15 November 2016

Tropical moth seen in Wisconsin

Just down Bascom Hill from Spalding’s lab, squeezed between Birge Hall and University Avenue, is UW–Madison’s renowned Botanical Garden, a flower-filled teaching and research space where the Wisconsin botanist breaks from the routine of academic research and teaching to engage in his pastime of observing “pretty things with wings.”
On a sojourn to the garden last month, Spalding saw and photographed “a handsome moth” he suspected was rare. What he did not know then was that his sighting was the first recorded observation in Wisconsin of the White-tipped Black moth, a tropical species whose natural range typically does not extend much farther north than Florida and the Texas coast...

Ferge was skeptical of Spalding’s find at first and inquired if anything tropical had been recently transplanted in the garden. But garden Director Mohammad Fayyaz checked the garden records and noted that planting tropical species in Wisconsin in October is, at best, a losing proposition...

This year, there have been sightings of the White-tipped Black moth in Oklahoma, where it made news for being that far north of its host range, and also in Illinois. 
Further details at the University of Wisconsin-Madison.  With a tip of the blogging cap to reader The Weaving One, for sending me the link.


  1. I live outside of Madison. I saw a moth in my yard as big as my hand, a few months ago. It was green. It seemed like something not normally native to these parts. I picked it up, thinking it was one of my daughter's plastic toys, but it was alive! My daughter saw it, too, and thought it was noteworthy. I don't know what it was.

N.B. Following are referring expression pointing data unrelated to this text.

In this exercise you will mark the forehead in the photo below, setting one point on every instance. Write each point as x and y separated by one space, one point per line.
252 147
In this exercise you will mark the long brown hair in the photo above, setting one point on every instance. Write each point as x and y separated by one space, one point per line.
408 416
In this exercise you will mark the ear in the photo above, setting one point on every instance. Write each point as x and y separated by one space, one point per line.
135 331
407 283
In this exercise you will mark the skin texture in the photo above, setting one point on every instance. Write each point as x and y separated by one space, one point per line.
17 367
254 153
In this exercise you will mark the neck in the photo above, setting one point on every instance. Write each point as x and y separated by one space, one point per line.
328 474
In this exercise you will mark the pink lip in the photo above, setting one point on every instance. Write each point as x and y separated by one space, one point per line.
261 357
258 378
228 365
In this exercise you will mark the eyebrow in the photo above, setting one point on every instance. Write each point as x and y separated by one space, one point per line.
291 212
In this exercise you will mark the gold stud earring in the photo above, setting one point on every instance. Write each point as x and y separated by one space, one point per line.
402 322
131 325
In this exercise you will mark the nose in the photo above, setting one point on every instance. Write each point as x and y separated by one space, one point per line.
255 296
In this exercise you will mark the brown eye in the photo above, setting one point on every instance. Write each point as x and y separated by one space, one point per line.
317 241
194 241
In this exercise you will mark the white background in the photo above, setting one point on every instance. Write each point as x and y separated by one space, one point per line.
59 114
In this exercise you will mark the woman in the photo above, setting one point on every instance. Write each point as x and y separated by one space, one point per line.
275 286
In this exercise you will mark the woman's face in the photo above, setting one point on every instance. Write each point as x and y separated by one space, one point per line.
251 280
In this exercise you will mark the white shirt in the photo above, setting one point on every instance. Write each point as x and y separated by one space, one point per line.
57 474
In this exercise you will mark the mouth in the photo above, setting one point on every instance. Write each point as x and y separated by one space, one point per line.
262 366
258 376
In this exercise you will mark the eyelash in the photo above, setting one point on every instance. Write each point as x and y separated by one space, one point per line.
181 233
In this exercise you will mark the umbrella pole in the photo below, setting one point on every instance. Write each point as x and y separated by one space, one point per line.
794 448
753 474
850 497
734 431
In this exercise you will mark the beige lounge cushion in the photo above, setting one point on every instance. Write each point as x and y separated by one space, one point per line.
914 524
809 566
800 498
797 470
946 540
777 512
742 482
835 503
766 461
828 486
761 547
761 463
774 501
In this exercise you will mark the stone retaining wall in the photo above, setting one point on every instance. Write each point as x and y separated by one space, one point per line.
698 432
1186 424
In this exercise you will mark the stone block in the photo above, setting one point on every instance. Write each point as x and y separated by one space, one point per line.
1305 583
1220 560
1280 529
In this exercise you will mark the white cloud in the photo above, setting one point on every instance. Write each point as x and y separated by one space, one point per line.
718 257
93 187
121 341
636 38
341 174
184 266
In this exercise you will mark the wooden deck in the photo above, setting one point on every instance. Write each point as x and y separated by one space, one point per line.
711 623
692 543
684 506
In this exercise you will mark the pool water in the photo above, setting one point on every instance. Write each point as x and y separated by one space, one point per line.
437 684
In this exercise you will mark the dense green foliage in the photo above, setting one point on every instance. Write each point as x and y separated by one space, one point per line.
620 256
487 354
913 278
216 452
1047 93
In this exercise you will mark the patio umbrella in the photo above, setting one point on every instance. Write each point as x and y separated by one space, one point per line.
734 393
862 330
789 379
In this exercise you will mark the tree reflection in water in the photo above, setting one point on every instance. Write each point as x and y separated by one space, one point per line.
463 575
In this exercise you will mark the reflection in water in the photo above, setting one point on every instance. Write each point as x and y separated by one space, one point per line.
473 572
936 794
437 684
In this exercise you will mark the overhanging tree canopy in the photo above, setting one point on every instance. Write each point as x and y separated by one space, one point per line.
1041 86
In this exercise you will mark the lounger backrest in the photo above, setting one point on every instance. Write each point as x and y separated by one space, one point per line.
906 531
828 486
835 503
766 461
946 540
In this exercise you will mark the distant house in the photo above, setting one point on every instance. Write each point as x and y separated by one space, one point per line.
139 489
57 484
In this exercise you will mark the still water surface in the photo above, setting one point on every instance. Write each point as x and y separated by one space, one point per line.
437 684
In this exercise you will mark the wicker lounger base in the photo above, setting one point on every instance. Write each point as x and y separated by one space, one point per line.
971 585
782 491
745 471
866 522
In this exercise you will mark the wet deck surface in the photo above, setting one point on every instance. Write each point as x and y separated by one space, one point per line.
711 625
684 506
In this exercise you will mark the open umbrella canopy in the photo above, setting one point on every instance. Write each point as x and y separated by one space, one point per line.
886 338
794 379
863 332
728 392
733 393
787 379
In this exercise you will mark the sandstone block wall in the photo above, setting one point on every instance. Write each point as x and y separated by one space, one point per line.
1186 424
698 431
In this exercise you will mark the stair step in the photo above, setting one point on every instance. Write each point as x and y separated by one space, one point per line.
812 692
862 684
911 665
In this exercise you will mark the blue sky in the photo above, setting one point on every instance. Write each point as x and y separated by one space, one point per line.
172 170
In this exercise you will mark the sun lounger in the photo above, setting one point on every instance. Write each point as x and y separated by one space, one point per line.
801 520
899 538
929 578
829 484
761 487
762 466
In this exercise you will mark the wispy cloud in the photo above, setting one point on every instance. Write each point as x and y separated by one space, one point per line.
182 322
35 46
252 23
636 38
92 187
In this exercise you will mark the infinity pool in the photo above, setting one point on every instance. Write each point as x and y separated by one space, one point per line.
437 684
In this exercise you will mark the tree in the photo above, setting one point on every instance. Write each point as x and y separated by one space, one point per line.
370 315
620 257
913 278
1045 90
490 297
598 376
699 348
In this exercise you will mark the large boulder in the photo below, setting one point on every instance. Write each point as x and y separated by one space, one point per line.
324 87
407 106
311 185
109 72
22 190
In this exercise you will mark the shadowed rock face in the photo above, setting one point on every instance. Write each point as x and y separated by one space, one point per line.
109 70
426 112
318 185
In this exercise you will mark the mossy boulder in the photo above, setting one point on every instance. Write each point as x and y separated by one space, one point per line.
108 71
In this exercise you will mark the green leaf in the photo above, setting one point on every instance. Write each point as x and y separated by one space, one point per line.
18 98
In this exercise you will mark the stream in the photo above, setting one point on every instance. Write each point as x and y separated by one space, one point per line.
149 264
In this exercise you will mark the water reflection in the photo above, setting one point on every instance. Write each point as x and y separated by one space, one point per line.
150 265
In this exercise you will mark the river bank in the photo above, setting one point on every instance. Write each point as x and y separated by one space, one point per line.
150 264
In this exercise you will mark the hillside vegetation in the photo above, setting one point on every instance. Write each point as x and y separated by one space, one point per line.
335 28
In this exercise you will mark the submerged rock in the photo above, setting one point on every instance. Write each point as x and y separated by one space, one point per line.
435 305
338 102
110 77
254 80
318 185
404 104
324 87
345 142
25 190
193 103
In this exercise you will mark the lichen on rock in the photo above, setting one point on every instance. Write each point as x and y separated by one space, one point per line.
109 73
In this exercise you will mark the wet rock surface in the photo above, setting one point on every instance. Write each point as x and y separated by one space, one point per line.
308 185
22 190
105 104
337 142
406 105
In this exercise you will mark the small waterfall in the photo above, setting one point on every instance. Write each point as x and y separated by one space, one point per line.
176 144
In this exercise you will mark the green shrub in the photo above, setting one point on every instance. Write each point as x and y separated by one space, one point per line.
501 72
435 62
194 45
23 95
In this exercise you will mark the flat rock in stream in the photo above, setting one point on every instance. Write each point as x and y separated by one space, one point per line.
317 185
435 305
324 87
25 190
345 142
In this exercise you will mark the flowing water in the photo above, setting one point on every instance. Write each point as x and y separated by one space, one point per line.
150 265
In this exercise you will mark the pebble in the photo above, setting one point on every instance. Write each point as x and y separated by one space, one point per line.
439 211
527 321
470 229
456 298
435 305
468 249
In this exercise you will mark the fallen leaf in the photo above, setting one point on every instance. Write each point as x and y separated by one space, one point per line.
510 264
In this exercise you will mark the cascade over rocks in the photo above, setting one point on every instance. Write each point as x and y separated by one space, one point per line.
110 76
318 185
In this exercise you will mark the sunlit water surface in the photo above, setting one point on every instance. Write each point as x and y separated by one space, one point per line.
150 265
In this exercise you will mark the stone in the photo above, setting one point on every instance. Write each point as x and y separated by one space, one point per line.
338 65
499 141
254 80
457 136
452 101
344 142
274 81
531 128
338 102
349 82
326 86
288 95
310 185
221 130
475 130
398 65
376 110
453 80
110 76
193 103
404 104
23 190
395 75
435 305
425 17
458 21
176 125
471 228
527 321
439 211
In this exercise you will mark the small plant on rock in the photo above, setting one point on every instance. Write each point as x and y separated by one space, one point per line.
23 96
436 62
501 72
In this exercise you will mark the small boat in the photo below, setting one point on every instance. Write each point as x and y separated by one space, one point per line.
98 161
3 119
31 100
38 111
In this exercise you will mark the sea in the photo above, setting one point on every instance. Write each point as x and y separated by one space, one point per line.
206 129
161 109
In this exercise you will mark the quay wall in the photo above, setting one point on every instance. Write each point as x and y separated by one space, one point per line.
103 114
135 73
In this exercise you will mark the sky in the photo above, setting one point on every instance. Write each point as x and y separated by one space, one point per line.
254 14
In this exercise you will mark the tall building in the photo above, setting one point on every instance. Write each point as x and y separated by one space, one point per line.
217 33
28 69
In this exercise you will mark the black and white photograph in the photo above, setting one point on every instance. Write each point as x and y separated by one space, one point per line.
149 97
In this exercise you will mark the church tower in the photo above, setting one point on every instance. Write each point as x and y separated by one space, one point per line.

    1. Probably a Luna moth -


      Very late in the season, but there I don't know of any other large green moths.

      Congratulations. They are beautiful.

    2. I should have made clear this was over the summer! Yes, that's it- and I saw the caterpillar in our Maple tree, before that. I didn't make the connection until I saw the link.

      It was so unusual. :)

  2. So glad you liked the link - I find myself paying particularly close attention to the butterflies this year

  3. I think I saw my last butterfly of the season here in Maryland last week. Ridiculous.